Keytree implements SAP Revenue Accounting & Reporting

The customer employs more than 4,500 people across Europe, North America and Asia Pacific and their technologies reach 80 percent of the global population. They have shipped more than 95 billion chips to date, with nearly five billion technology-based chips sold every quarter. As the world’s leading semiconductor IP company, it has sold over 1,400 licenses to more than 450 partners, and its complex portfolio of long running contracts has frequent changes and revisions.

Large multi-national organisations, for which the revenue recognition rules had previously translated into complex accounting requirements, as per the prevailing financial reporting standard (e.g. IAS 18), have typically developed custom revenue recognition functionality in-house, or utilised classic SD revenue recognition functionality from SAP.


As of January 2018, companies reporting under IFRS had this requirement further complicated by the introduction of IFRS 15, a new five-step model to be applied to all contracts with customers. Due to the nature of how this Keytree customer operates, IFRS 15 will have a considerable impact upon how it recognises revenue for licenses, maintenance contracts and royalty management.

Preparing to meet a new standard

Initially, the customer needed to ensure they met IAS 18 requirements, so the business created a bespoke revenue accounting and recognition tool within SAP. However, to be compliant with IFRS 15 – it needed to decide whether it should continue to develop its in-house solution or move to the new SAP standard solution so called on Keytree to manage the discovery phase to assess the options available and what was involved in meeting the new standard. The customer tasked Keytree with the deployment of SAP Revenue Accounting and Reporting (SAP RAR) as the benefits of the new solution outweighed any alternative option.

Before the project started, and with the support of Keytree, the customer reviewed financial processes to identify its vision and objectives for the project, which was to achieve statutory compliance in the most efficient and automated way. The target solution needed to be compliant with IFRS 15, simplify internal processes through automation and be scalable to support growth targets through acquisition, and increasing growth while improving transparency and reporting.

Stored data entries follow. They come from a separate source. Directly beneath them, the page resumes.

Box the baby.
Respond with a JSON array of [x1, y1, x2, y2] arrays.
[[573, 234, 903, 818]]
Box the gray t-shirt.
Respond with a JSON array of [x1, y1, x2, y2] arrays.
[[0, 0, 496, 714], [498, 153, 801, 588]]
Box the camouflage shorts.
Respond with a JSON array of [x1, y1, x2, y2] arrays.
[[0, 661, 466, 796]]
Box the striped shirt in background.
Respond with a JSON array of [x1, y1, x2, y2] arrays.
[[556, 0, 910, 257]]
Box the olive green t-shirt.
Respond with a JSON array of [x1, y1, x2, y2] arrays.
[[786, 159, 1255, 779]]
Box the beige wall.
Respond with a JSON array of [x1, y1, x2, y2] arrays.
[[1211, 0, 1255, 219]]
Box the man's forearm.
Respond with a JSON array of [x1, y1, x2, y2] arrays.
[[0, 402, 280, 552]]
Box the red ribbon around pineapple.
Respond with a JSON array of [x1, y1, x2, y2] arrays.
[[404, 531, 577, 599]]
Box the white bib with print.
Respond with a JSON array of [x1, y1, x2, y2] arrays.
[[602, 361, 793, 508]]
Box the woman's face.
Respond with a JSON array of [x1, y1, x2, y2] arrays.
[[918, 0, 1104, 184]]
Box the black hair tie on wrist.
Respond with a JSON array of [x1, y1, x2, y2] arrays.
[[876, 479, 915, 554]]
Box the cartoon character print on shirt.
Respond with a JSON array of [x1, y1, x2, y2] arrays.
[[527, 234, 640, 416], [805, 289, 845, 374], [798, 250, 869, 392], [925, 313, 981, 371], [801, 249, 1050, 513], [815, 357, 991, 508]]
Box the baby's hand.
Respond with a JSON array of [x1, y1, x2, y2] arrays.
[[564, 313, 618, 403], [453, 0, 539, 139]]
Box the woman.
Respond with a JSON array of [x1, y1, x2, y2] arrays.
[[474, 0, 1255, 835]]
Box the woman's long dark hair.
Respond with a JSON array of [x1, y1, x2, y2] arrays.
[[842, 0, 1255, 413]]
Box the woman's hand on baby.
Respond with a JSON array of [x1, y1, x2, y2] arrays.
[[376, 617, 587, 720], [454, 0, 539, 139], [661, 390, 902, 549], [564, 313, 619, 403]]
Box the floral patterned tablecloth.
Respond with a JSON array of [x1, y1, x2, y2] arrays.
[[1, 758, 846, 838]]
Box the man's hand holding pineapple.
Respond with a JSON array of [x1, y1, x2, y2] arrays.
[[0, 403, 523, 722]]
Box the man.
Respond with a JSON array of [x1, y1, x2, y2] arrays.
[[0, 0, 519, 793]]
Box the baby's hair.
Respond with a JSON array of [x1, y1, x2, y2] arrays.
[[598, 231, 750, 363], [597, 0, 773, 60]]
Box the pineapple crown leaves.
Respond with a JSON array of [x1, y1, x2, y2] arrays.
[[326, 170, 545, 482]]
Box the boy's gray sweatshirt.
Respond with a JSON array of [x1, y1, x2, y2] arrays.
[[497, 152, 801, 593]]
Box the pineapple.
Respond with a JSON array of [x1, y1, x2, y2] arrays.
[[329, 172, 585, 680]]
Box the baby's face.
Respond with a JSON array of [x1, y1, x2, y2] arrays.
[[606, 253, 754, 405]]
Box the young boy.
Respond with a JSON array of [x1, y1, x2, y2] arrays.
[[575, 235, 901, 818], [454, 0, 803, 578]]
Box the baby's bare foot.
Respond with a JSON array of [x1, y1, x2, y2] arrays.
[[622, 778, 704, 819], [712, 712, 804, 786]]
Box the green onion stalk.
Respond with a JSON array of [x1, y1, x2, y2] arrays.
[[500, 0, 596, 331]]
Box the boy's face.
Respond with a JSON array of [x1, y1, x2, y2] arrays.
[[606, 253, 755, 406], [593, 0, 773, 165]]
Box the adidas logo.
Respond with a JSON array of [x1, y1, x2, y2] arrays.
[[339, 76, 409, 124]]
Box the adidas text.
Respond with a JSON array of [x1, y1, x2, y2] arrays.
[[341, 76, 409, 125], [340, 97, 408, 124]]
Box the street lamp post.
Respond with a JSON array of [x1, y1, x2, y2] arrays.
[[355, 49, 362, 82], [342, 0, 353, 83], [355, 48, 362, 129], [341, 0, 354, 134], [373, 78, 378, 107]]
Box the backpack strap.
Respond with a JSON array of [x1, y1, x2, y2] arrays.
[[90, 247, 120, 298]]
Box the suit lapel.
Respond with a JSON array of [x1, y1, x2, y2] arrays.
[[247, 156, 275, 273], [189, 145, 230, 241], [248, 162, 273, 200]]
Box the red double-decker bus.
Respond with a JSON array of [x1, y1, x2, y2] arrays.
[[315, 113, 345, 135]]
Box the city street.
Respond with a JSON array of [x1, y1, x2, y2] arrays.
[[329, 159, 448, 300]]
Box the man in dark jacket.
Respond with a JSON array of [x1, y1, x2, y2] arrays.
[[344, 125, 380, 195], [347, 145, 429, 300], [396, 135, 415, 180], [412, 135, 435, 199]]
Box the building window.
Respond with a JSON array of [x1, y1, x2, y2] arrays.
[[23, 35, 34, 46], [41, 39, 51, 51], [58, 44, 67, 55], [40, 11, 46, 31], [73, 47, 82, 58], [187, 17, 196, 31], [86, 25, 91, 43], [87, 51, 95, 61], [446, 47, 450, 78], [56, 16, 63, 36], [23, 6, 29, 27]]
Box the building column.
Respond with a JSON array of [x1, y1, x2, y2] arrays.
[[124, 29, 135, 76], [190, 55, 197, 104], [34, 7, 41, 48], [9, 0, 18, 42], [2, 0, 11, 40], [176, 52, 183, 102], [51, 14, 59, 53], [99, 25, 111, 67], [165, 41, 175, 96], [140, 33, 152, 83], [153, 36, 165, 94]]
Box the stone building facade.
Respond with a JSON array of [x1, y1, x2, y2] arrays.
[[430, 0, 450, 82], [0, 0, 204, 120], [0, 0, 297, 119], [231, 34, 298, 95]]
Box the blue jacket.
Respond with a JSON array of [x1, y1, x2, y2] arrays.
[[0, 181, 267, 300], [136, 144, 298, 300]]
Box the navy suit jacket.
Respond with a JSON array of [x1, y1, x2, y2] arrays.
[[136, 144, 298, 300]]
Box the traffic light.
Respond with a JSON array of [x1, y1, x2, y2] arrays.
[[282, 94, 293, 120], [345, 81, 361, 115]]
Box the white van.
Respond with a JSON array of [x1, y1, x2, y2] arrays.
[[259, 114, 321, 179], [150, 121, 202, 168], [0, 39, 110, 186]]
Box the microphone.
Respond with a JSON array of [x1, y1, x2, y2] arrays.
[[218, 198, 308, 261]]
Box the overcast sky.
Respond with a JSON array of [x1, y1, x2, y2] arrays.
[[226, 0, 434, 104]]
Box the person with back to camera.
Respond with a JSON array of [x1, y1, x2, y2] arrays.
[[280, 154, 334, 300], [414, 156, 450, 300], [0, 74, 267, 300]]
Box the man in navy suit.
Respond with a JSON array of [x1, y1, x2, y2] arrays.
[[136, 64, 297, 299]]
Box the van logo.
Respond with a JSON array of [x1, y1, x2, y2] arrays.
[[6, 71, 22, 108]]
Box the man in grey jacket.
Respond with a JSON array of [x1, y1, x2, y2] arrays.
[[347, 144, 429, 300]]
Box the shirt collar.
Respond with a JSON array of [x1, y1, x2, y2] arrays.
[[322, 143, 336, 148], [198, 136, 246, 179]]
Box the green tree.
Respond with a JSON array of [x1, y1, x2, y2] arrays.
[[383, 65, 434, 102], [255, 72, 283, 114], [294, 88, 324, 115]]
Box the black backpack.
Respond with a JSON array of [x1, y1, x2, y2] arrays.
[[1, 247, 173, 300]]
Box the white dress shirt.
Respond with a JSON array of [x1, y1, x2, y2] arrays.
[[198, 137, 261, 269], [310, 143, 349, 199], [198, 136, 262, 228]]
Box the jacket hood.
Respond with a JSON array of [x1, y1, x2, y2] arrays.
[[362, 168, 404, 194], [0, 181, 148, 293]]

Keytree worked closely with its customer to understand its order to cash business processes, complex revenue contracts and billing solution to enable the implementation of SAP RAR. Additional development work was delivered by Keytree to capacitate parallel running alongside the existing bespoke solution before the January 2018 deadline to ensure SAP RAR met specific requirements for the customer. The old and new solutions also needed to operate in parallel with each other, as for a predetermined period, businesses have to report in both standards. As the customer had a bespoke solution in place, Keytree had to be mindful on how the new solution was integrated with the old. It needed not to impact the old revenue postings – as the customer was still required to provide information in this way.

Benefits

SAP Revenue Accounting and Reporting provides advanced standardised revenue recognition capabilities, ensuring IFRS 15 compliance. Therefore, the customer no longer needs to rely on developing new functionality themselves in its bespoke solution. SAP RAR can post multi GAAP (IFRS and US GAAP) revenue adjustments via either a multi-ledger or account-based approach in multiple reporting currencies.

The new solution also reduces the amount of manual effort in revenue reporting as previously there was a range of manual actions to be completed. As it sits on existing infrastructure – there are no additional licence costs. SAP RAR provides regular upgrades, and if anything varies with the regulations, the customer will also benefit from updates or functionality changes SAP makes to the solution as and when they are delivered (as per the SAP roadmap).